The poem through the story of the princess and the gypsies tells us of a situation that almost every person must face or dreams of in one way or another–many dream of lives different from their own–free of the frustrations, problems, that they face–but that other life be it a gypsy one or any other has its own problems, and perhaps not the comforts that one is used to. The grass seems greener but is perhaps only a different kind of green with its own set of problems and hardships.

Reading this poem reminded me of a Jeffrey Archer short story called ‘The Grass is always Greener…’ which starting with a tramp who lives outside a bank takes us through his life, and the lives of various employees in the bank including its chairman, each of whom envy the life of the next ‘higher’ person in the hierarchy thinking, if only they had what that person had, life wouldn’t be so bad. But as we find, even though each one may have something that the other doesn’t, their life isn’t better or rosier because of it–they always have their own problems. And when we get to the story of the chairman, well, that would be a spoiler.

The poem is supposed to be based on an older ballad according to the book I read it in but it doesn’t mention which one. (Let me know if you do).

The poet, Frances Crofts Cornford, was a granddaughter of Charles Darwin (daughter of his son Francis Darwin and Ellen Wordsworth Crofts).
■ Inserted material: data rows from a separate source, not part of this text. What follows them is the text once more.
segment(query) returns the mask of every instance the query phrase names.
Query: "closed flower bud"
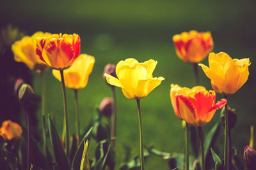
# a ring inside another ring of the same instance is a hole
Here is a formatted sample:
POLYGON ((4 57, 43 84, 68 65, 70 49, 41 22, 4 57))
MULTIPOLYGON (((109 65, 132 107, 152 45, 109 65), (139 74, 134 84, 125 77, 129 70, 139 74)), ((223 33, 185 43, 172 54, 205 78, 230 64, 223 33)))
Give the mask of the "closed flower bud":
POLYGON ((113 77, 117 78, 116 73, 116 66, 115 66, 115 64, 108 64, 107 65, 106 65, 106 66, 104 67, 104 71, 103 73, 102 77, 103 77, 104 80, 107 81, 106 80, 107 78, 104 75, 105 73, 111 75, 113 77))
POLYGON ((10 141, 13 139, 19 139, 22 134, 21 127, 10 120, 4 121, 0 128, 0 135, 3 136, 5 141, 10 141))
MULTIPOLYGON (((233 129, 235 127, 236 122, 237 121, 237 117, 236 114, 236 110, 232 109, 228 106, 228 127, 230 129, 233 129)), ((225 127, 225 111, 222 111, 221 115, 221 122, 223 127, 225 127)))
POLYGON ((256 150, 246 146, 244 150, 244 160, 249 169, 256 169, 256 150))
POLYGON ((14 85, 14 94, 16 96, 19 96, 19 92, 20 90, 20 87, 24 84, 24 82, 23 79, 18 78, 16 80, 15 84, 14 85))
POLYGON ((28 84, 23 84, 19 92, 19 99, 26 111, 31 110, 31 103, 35 99, 32 87, 28 84))
POLYGON ((101 102, 99 108, 103 116, 109 117, 112 115, 112 98, 105 97, 101 102))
She wrote several books of verse. The best known (according to wikipedia; as also the Encyclopaedia Britannica which says this is unfair) is her sad/comic poem ‘To a Fat Lady Seen from a Train’ (1910) to which G.K. Chesterton wrote ‘The Fat Lady Answers’ in response. As both her father and her husband were named Francis, she was known to her family as FCD before marriage and as FCC after.

Have you read this one before? What did you think of it? There are some things that may not be all PC (references to colour and such) but still the point of it makes sense irrespective of setting. Looking forward to your thoughts!

Find the full poem here and info on Frances Cornford here. I’ve taken all the info from wikipedia as always.


4 thoughts on “The Grass is always Greener… #Poetry #FrancesCornford

  1. Of course I remember this poem from my much loved and well thumbed school poetry book “Silver Bells”. We even enacted it for our Annual Day. The theme of “freedom having a price” does come across loud and clear. Afterall, it is a book of poems for children.